那魁梧大漢滿意的點一點頭,然後沉聲道:“依依,既然你已能自由行動,那我們父女就該去為你娘親報仇了。”

依依聞言,似是被他爹勾動了往事,不由秀眉一皺,雙目中淚光盈盈,她低頭應聲道:“是,爹爹。”說完又那充滿悲傷的雙眸望著虞卒,不舍之意,難以言表。

虞卒心頭也是不忍,壞想起和依依打情罵俏,互相吵鬧的那些情景,微微一笑道:“有緣自會再相見。”然後又轉頭向那魁梧大漢問道:“可否告知前輩真名,再者,前輩仇家又是何人,如我虞卒能相助,自然不會推辭。”

那魁梧大漢沉思一陣道:“我真名古天魂,多年前我魂族受玄門和飛沙堡迫害,依依他娘也身死於那一站。我循跡多年,終於發現銷聲匿跡的玄門又在荊棘之國出現,此番南來,此事便也是其中之一。”

虞卒聽聞是玄門,便又道:“前日我也曾誅殺一個玄門弟子,是為我體內聖杯而來。”

魁梧大漢哼了一聲,厲聲道:“莫非他們此次出山便是為了你那聖杯,既然如此你也多加小心,不過他們暫時沒找上門來,我先行去荊棘之國會一會他們,你自己多加小心,既然他們來找你,我們總有會麵的時候。”

依依本一直沉浸在離別的悲傷中,一聽和虞卒還有會麵的機會,臉上不自禁的浮現出欣喜之色。雖然依然不舍,不過卻也無可奈何了。走之前不知將虞卒看了多少次,虞卒臉皮這麼厚的人都不免有些紅暈泛出。

三人在這山洞中別過以後,虞卒便又繼續朝著梧城走去,要去南邊天秦帝國駐紮的磨木森要塞,梧城是必經之路。

隻是他沒想到這一路如此多的麻煩,剛出了梧城他便遇到了點子。是大概十五個的軍人,人人手中都穿著和之前虞卒誅殺那五人一樣的軍甲。為首一人是個瘦子,臉如刀砍斧削一般棱角分明,雖然看似瘦弱單薄,但是渾身散發出的氣機和氣場卻讓虞卒知道這人百年是這十五人的首領。

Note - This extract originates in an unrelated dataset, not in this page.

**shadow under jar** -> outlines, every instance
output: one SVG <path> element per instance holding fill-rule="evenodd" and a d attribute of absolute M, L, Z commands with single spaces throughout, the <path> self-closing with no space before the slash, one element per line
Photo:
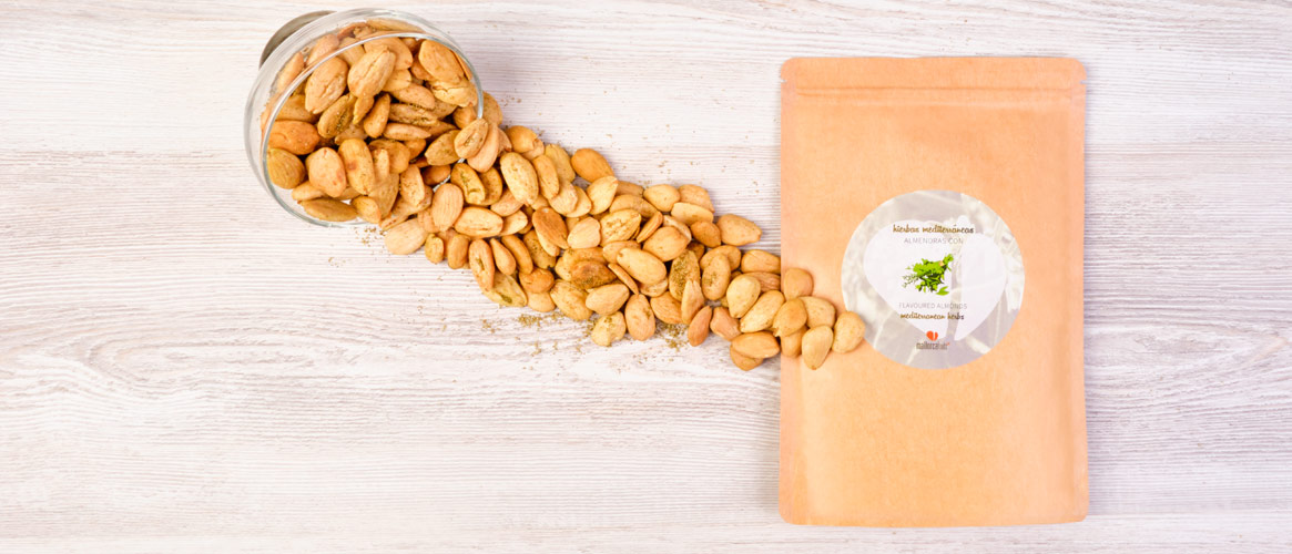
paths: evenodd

這瘦子叫肖八。是肖九的弟弟,不過比刀疤肖九卻要厲害多了。在軍營中也是佼佼者,聽聞是軍團中的千夫,自身的實力也是在鬥帥後期的境界。雖說和刀疤肖九一樣的境界。但是旁人隻消看一眼,便知道這人比他的哥哥刀疤肖九還要難對付。

刀疤肖九能在梧城橫行霸道不僅僅是自己實力,因為按照實力來說梧成中藏龍臥虎,他不過算是中流。更重要的是他背後的弟弟,肖八。傳聞這肖八很少出手,但是一出手必定是要見血的,在數月前,肖八就以鬥帥後期的實力擊斃一名鬥軍初期,在梧城內造成極大的轟動,就連虞卒剛剛進入梧城就聽聞此人的傳說。

虞卒本來應該害怕,因為他殺了肖八的哥哥,肖八隻有一個哥哥。但是虞卒看到這十五人攔在他前進的道路上的時候並不恐懼,甚至還很興奮。

虞卒剛剛修得的魂引正愁沒有用來練習的磨刀石。上天似乎對虞卒很好,一下子就送了十五個磨刀石來到他麵前,如果這都不用的話,豈不是暴殄天物。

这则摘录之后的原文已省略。